In the time between the proclamation and the adoption of the Bangladesh constitution in November 1972, three principles morphed into four: Secularism, Bengali nationalism, democracy, and socialism. These were never part of the proclamation nor six-point demands of 1966 or in the election manifesto of the (East Pakistan) Awami League in 1970. They were not even in the party constitution.
We must remember the geo-political tectonics of the Cold War and their different impacts on smaller nations and societies like ours, past and present. The Non-Alignment Movement was also organizing, with mixed success, to create alternative space for the other nations to negotiate their futures.
It has been profoundly disappointing, but neither inevitable nor surprising to witness the downward spiral of principles in proclamation to our first constitution and then straight into electoral practice and our political lives today.
During our first elections as a newly formed state in 1973, all manner of unfair practices manifested themselves during campaigning and on the election day itself.
The left wing National Socialist Party (JSD), which splintered from the Awami League’s student wing, was the most popular opposition party permitted to contest. It officially garnered just a single seat, although predicted to win in 72 seats.
The fourth amendment to the 1972 constitution paved the way for one-party rule, frustrating the purpose of becoming a free and democratic nation. Multi-party democracy as a governing principle of the constitution thus initially lasted just three and a half years.
Post-November 1975 brought into view a different vision of Bangladesh when Ziaur Rahman came to power after a series of bloody coups from Right and Left sections of the unsettled military-political establishment.
The first of these coups resulted in the assassination of President Sheikh Mujibur Rahman and murder of most of his family.
Eventually, after plenty of unsuccessful attempts on his life, the nation lost its second most popular president in 1981.
Both oppressive conditions and political assassinations contribute ongoing trauma to our society, subordinating political, social and cultural space to vengefulness, score settling, and further outrage.
Both parties, and their support bases, look at each other with a profound sense of mistrust and feel the urge to annihilate the other, which has too often gotten the better of them.
In this self-limiting schema, the BNP and Awami League are not merely political parties but mortal enemies of each other and by extension, of the nation and state. Too many amongst them believe with absolute certainty that, in the interest of the nation, the other should cease to exist.
Our present political deadlock cannot be understood nor addressed in short or long term without digging deeper into our own and other nation’s histories: Colonizer, colonizing, and colonized.
We are not exceptional.

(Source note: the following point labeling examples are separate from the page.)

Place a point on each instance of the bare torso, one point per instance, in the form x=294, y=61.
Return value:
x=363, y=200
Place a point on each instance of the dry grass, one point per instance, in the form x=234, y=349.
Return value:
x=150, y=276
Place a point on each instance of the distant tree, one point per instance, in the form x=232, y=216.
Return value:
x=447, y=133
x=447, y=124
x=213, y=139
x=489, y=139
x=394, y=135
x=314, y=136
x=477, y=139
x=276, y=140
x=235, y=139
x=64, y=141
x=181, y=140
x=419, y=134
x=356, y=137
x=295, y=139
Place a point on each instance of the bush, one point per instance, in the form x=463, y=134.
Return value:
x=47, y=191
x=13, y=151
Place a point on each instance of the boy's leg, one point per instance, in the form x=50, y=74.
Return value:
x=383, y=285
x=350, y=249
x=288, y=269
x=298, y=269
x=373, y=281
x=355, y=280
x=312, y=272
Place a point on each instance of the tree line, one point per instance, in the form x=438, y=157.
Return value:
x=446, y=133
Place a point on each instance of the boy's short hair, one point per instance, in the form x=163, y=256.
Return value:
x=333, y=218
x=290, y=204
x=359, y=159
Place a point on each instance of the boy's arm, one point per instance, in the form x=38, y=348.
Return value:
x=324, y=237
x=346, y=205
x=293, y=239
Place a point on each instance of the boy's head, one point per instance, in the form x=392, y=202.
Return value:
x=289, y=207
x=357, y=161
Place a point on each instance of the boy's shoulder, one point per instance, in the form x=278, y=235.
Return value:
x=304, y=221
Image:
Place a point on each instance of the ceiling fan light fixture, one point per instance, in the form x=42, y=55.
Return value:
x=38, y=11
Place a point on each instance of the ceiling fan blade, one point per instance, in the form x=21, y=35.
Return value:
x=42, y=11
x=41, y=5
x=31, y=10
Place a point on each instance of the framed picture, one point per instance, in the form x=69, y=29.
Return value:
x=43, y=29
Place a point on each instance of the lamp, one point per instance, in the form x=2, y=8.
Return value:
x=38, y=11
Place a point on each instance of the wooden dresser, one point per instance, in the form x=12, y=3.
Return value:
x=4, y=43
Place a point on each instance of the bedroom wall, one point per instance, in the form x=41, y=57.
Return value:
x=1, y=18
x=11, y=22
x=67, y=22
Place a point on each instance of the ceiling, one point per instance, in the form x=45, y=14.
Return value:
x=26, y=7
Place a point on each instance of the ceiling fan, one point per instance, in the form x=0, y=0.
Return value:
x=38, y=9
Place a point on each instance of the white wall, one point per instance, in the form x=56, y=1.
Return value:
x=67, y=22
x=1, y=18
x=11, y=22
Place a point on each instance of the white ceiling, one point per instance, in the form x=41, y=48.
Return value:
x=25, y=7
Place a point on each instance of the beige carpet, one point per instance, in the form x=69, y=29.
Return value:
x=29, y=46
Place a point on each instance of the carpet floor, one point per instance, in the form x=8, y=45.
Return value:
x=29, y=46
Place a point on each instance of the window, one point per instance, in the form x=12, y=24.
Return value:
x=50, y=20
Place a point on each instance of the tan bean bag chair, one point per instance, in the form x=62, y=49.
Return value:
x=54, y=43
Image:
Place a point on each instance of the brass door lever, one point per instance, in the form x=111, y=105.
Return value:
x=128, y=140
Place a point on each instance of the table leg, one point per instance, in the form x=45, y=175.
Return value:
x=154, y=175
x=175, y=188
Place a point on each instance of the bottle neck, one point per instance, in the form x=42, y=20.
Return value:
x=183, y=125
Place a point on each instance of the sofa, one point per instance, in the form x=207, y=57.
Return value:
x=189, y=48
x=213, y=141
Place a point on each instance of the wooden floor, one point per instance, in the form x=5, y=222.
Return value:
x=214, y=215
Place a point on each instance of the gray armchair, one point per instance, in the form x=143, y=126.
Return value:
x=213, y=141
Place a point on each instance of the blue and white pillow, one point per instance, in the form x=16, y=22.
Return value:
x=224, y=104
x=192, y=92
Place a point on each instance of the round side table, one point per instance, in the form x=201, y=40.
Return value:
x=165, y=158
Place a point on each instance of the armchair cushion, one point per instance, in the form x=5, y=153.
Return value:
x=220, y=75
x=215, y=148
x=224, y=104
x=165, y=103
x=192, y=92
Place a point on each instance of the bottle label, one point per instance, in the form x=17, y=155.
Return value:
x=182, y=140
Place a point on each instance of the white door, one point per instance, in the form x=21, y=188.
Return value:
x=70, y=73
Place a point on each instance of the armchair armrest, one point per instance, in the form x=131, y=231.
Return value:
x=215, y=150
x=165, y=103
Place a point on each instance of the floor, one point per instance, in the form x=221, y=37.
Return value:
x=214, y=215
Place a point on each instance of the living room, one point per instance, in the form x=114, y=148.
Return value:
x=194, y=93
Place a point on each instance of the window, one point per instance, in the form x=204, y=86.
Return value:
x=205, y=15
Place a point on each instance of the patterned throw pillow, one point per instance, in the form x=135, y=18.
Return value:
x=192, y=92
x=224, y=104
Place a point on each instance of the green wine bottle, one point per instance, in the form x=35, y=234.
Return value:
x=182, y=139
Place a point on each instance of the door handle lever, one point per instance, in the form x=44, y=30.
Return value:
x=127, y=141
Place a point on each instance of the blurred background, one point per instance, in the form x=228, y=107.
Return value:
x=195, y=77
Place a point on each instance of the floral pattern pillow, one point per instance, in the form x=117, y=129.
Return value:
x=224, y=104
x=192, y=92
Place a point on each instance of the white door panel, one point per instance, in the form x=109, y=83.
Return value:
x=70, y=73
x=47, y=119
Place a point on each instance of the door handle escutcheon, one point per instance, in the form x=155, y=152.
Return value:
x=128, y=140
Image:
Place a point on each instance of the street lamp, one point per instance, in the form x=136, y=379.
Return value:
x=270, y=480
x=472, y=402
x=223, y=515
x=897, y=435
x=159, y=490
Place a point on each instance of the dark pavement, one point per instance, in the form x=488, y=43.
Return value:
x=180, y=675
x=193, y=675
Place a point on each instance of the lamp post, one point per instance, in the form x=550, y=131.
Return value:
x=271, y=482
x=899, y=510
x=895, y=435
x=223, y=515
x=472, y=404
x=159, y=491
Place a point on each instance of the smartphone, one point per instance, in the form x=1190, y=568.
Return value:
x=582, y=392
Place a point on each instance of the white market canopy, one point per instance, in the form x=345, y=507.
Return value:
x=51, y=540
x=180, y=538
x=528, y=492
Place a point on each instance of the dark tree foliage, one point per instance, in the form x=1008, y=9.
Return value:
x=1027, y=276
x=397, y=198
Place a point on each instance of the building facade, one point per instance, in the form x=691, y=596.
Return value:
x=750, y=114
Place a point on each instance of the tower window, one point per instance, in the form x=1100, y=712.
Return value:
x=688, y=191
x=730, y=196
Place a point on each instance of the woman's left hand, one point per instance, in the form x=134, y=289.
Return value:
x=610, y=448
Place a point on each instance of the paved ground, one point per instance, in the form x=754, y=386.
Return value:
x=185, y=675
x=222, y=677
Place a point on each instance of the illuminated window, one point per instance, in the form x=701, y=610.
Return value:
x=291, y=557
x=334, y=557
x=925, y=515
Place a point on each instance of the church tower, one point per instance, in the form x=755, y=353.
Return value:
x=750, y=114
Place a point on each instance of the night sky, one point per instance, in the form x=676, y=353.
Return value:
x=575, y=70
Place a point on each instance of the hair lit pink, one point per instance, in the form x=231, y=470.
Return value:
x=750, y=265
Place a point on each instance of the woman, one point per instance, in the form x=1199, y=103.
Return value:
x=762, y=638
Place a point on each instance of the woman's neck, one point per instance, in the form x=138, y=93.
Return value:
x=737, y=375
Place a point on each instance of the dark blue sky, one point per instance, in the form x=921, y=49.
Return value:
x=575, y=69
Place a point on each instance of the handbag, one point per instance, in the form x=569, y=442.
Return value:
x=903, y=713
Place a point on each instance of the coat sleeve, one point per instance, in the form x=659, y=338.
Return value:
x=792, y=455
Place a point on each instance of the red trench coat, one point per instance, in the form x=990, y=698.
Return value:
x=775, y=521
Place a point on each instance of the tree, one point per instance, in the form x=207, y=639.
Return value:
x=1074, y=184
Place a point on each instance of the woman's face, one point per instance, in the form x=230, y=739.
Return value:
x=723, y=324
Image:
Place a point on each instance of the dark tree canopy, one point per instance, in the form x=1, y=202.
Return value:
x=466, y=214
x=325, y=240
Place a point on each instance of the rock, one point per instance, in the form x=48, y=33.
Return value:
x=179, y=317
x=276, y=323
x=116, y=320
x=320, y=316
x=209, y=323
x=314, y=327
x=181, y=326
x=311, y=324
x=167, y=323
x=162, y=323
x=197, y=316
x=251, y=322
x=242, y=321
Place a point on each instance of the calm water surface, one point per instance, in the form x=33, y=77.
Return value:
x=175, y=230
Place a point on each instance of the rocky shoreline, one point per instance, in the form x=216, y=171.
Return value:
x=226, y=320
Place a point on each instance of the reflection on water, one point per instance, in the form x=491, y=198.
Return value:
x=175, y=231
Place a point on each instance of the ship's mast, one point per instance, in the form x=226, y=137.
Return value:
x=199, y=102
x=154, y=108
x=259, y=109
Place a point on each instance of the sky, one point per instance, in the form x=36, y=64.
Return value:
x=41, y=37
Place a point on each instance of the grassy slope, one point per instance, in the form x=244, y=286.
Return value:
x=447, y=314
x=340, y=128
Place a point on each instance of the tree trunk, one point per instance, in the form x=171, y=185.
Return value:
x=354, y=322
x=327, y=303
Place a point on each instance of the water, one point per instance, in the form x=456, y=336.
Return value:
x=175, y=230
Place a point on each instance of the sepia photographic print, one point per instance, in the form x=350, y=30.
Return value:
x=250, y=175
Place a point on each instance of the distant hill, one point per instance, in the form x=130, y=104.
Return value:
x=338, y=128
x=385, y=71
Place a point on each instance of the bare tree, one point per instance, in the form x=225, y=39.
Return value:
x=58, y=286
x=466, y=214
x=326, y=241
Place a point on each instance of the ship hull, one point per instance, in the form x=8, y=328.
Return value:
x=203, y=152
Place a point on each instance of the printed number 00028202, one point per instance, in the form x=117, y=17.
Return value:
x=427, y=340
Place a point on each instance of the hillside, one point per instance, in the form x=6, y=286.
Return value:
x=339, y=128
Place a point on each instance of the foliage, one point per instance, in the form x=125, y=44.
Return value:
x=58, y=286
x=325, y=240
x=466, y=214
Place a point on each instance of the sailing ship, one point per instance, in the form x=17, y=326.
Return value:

How did this popular Liberation War and its beneficiaries become so splintered? What decisions, alliances, and exclusions harmed and benefited major players? Why did our first republic fail to deliver on its pledges “to ensure equality, human dignity and social justice.”
The US founding fathers could not fathom decades long civil war to, amongst other things, resolve the question of slavery after declaring that “all men are created equal, that they are endowed by their creator with certain unalienable rights, that among these are Life, Liberty and the pursuit of Happiness.”
How long are we going to take to deliver on our higher principles?
The post-revolution French have developed a taste for building successive republics. Their first lasted nearly 60 years and they are currently on their fifth model. From the events of the last 52 years, we argue that our first republic has been a failure and it is high time for a second.
We suggest that this should be based on the three cardinal principles enshrined in our Proclamation of Independence: Equality, human dignity, and social justice -- which would be our fundamental values for governance, politics, and campaigning.
We believe that every political party, social movement, union, cooperative and social constituent can easily express their respective consciences through these three principles for future transformation of this state.
Let us begin, the sooner the better.